Today’s poor-credit consumer just isn’t the same; it could be your next door neighbor, your local plumber or even a college professor. While the typical profile of a credit- crunched consumer is an unemployed individual who displays a pattern of delinquency and defaulting on their loans, the recession has turned hard-working middle homeowners into today’s poor- credit consumers.
A recent white paper by Spireon, a company specializing in collateral management systems (CMS), discusses how the profile of a credit-challenged consumer looking to purchase a vehicle has changed in today’s economic down turn and how its up- kicked the re-birth of subprime loans.
Due to the recession, many consumers’ credit scores were destroyed after they were forced into bankruptcy. But despite what their credit scores indicate, the majority of these consumers are responsible middle class homeowners. Now, as the economy begins to recovery, these credit-challenged consumers are improving their finances but unfortunately are still burdened with low FICO scores that prevent them from getting traditional auto loans. In order to meet the needs of the new segment of poor-credit consumers, lenders are starting to offer more subprime loans.

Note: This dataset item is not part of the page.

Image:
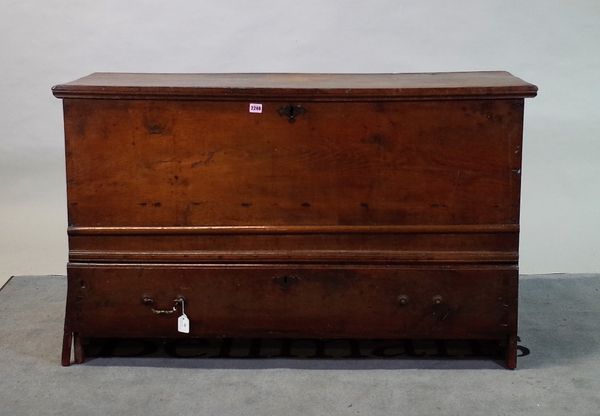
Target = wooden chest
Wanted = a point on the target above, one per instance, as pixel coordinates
(293, 205)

As the economy slowly recovers, more and more consumers are purchasing vehicles. An increase in automotive financing has also emerged. In fact, in 2013 lenders are expected to start loosening their credit standards to help maintain growth in the auto finance market, according to DBRS a credit rating research firm. Couple an increase in vehicle sales with an increase in automotive financing, and you have the resurgence of subprime auto loans.

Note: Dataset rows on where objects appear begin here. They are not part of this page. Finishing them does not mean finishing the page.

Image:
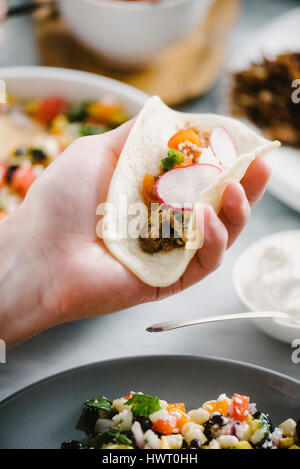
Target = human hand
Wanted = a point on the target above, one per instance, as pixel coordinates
(60, 271)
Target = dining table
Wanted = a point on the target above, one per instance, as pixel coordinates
(124, 334)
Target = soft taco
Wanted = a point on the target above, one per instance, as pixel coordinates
(170, 162)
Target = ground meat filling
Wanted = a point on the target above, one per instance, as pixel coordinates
(165, 230)
(263, 95)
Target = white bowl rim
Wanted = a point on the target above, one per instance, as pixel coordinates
(143, 5)
(66, 74)
(237, 283)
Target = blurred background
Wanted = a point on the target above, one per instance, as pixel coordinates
(190, 71)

This trend has grown tremendously over the past year. According to a recent study by Experian, there has been an 18 percent increase in subprime financing for new vehicle purchases and close to a 40 percent increase in deep subprime lending to customers with 600 FICO scores and lower. Borrowers with low credit scores looking to purchase a vehicle are no longer denied loans, instead they are being offered subprime loans.